Chicago—Men who take daily aspirin to prevent cardiovascular events should be cautioned to take extra care to avoid skin cancer, suggests a new study finding that they have nearly double the risk of melanoma.

Interestingly, the report in the Journal of the American Academy of Dermatology, reports that women don’t appear to have the same risks.

“Given the widespread use of aspirin and the potential clinical impact of the link to melanoma, patients and health care providers need to be aware of the possibility of increased risk for men,” said senior study author Beatrice Nardone, MD, PhD, research assistant professor of dermatology at Northwestern University Feinberg School of Medicine.

Nardone recommended that those patients be urged to be careful about sun exposure, avoid tanning beds and get regular skin checks by a dermatologist, especially if they are already at high risk for skin cancer.

“This does not mean men should stop aspirin therapy to lower the risk of heart attack,” she emphasized.

The large, single-center, urban, U.S. patient population cohort study was part of the Research on Adverse Drug Events And Reports (RADAR) project.

For the research, the study team collected medical record data for nearly 200,000 patients who were aspirin-exposed or aspirin-unexposed (control group). Participants were aged 18 to 89 years, with no prior history of melanoma and with a follow-up of at least 5 years.

Only patients who had at least 1 year of once-daily aspirin exposure at a dose of 81 or 325 mg occurring between January 2005 and December 2006 were included in the aspirin-exposed group. Of the 1,187 selected, 2.19% had a subsequent diagnosis for melanoma compared to 0.86% of the 1,676 patients in the aspirin-unexposed group.

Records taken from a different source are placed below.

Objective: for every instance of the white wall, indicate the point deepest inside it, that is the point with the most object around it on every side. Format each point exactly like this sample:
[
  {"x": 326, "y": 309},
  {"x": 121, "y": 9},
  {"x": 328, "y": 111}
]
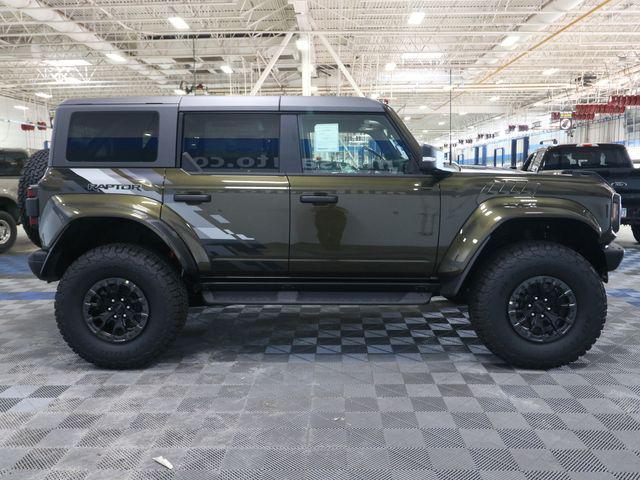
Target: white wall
[{"x": 11, "y": 136}]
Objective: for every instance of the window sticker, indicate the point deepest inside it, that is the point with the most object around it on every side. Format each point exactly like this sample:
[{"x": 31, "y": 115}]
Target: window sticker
[{"x": 326, "y": 137}]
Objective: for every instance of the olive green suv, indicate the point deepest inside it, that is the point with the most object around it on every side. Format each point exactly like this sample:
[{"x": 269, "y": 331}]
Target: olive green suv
[{"x": 152, "y": 205}]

Researchers further determined that men exposed to aspirin had almost twice the risk for diagnosis of melanoma (adjusted relative risk: 1.83) compared to men in the same population who were not exposed to aspirin, although the same was not true for women.

Nardone said she was surprised at the results because aspirin has been linked to reduced risks of other cancers, including gastric, colon, prostate, and breast. In addition, previous studies have reported a reduced risk in aspirin-exposed men and an increased risk in aspirin-exposed women for some cancers.

Study authors speculate that men might be more vulnerable because males express a lower amount of protective enzymes, such as superoxide dismutase and catalase, compared with females.

“These lower levels of protective enzymes suggest that a higher level of resulting oxidative cellular damage in men might contribute to the possibility of developing melanoma,” Nardone posited.